This portrait is part of the USAID Vietnam Clean Energy Program’s series on women champions in the Vietnamese construction sector, featuring women who have made strides in this male-dominated field, coming from diverse backgrounds and with different interests, but bound together by the common themes of a strong work ethic, love of country, a strong belief in themselves and a passion for their work.
In a world of suits and trousers and mute-colored shirts, Ms. Nguyen Thi Hong Khanh stands out, not just for her femininity and bright-colored fashionable ensemble, but for in her accomplishments as a construction professional.
The young woman is the vice head of the Water Management Division of the Ministry of Construction’s Administration of Technical Infrastructure. She manages water supply systems in urban areas and recommends adjustments to policies to improve water delivery, quality and reliability in Vietnam.
Currently, Vietnam’s rapid urbanization has increased the demand for a clean water supply. By the end of 2015, the country’s water supply capacity could only serve 79 percent of the total urban population with the ratio of water loss or non-revenue water (produced water that does not reach customers due to leaks or theft) of 26 to 30 percent of the total clean water production. The government of Vietnam is now looking to further reduce the rate down to 25 percent, in order to meet the increased demand for clean water.
“I love my job because I can work actively and see the whole picture when dealing with policies,” said Ms. Nguyen. “When I identify barriers to areas I’m in charge of, I propose policy changes and improvements. I also recommend investment opportunities for both foreign investors and development aid donors, such as building capacity on safe water supply and non-revenue water management or implementing pilot projects about safe water at provincial and district levels.”
Ms. Nguyen said she and her colleagues are all aware that Vietnam is one of the countries which have been most seriously affected by climate change. That’s why both her individual tasks and her administration’s work aim to minimize CO2 emissions.
“We are setting current and future targets to reduce CO2 emissions. All our work leads to green growth in the sector,” she said.
In early 2016, Ms. Nguyen worked with the USAID Vietnam Clean Energy Program to develop the construction sector’s Green Growth Action Plan (GGAP) with an emphasis on urban infrastructure. Leading her team, she proposed 20 priorities to promote green growth in the urban infrastructure sector. Some of her recommendations are to improve regulations and technologies, build capacity, and promote awareness of issues affecting water supply and security.
“The recommendations aim to reduce CO2 emission in my sector in order to meet the ministry’s goals and GGAP targets,” she added.
According to Ms. Nguyen, the USAID-funded Vietnam Clean Energy Program plays an important role in providing technical assistance for the ministry’s GGAP formulation, which will be submitted to the government for approval in 2017.

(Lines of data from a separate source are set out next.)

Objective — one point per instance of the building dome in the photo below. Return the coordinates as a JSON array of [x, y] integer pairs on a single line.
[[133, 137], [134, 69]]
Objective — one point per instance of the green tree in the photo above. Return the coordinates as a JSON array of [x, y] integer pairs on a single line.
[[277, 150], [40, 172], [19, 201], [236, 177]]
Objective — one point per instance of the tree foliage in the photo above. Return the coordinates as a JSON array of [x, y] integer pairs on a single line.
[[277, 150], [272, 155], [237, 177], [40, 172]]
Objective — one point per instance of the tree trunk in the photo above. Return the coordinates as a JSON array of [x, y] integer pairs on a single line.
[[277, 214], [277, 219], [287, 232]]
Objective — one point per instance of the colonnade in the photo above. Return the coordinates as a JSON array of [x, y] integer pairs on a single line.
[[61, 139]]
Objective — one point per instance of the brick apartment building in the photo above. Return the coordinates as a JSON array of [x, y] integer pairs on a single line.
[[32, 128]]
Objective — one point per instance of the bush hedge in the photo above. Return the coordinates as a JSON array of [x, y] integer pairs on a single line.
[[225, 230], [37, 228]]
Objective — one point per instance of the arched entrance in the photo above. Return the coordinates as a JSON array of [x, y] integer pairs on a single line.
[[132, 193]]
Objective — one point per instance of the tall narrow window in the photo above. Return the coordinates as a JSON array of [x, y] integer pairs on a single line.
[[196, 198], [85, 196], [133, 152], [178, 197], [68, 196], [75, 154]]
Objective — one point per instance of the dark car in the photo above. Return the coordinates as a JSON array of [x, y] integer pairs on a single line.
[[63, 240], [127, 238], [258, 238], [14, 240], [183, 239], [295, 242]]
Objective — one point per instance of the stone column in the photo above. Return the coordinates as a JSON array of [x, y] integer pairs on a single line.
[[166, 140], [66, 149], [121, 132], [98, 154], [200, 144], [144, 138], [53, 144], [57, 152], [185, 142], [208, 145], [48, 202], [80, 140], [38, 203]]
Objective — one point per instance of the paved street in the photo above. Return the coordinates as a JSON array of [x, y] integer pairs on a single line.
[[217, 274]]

“The program is working with different departments and agencies to help the ministry with a vision, goal and recommendations for reducing CO2 emissions in the construction sector. I hope the program will be able to publically share its findings and recommendations for all technical divisions under the ministry,” she said.

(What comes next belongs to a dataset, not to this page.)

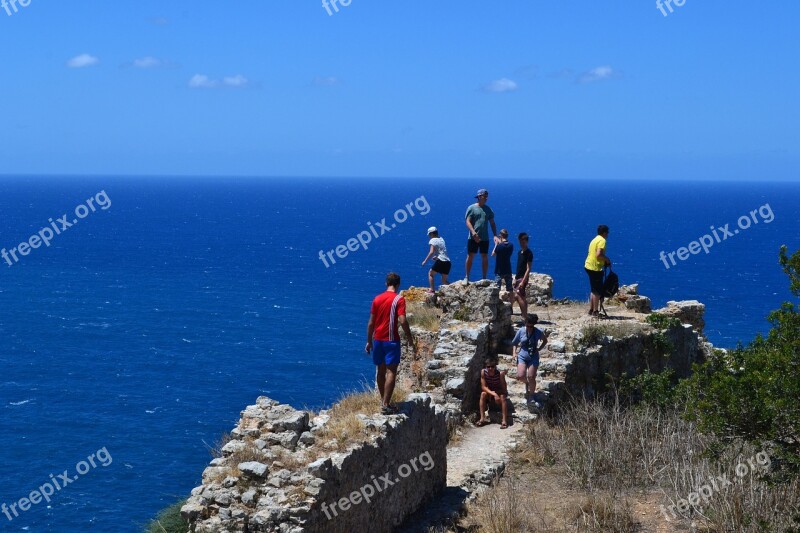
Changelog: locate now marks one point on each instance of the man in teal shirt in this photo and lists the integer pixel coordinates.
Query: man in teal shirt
(479, 216)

Ms. Nguyen realizes that her sector is facing challenges, such as poor cooperation among agencies at different levels, low quality of services and incomplete strategies. However, she also realizes that the management of water supply, drainage, solid waste and traffic is becoming a major interest in Vietnam. “The sector will improve in Vietnam as both the government and donors have been paying special attention to these areas for the past few years,” she said.

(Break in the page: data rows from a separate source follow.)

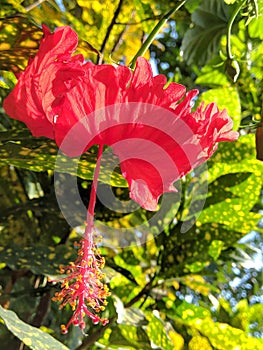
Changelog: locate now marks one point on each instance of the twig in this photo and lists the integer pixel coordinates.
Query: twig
(35, 4)
(113, 22)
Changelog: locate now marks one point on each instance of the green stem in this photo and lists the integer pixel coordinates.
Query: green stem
(153, 33)
(229, 28)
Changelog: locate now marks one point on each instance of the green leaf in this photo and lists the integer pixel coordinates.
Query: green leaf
(225, 97)
(19, 38)
(215, 248)
(20, 149)
(256, 25)
(221, 335)
(32, 337)
(202, 41)
(157, 332)
(41, 260)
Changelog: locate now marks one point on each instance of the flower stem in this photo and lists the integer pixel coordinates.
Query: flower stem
(92, 202)
(153, 33)
(229, 28)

Ms. Nguyen confesses that it wasn’t easy for her to hold a leading position in the construction sector. She remembers facing many difficulties at first. Her male equivalents would easily discuss work issues with male subordinates at informal meetings outside the office, but as a woman, she often went back home after work to attend to her family. She devoted extra time to education and learning to better master her work. She also supports and mentors other staff, promoting improved relations and teamwork in her professional network as a key to her success.
“I now think I have advantages over other male leaders. As a woman, I feel I’m both flexible and affable when working with my teammates. I’m devoted to my work and willing to help them,” she said.
Ms. Nguyen worked as an assistant lecturer in the Hanoi University of Water Resources after she graduated in 2003. She moved to the Ministry of Construction in 2008 and was promoted to vice head of the Water Management Division in 2014.
Ms. Nguyen is considered a young role model who will surely develop and flourish to become a leader in the sector, as well as inspire other women to make a difference in their country.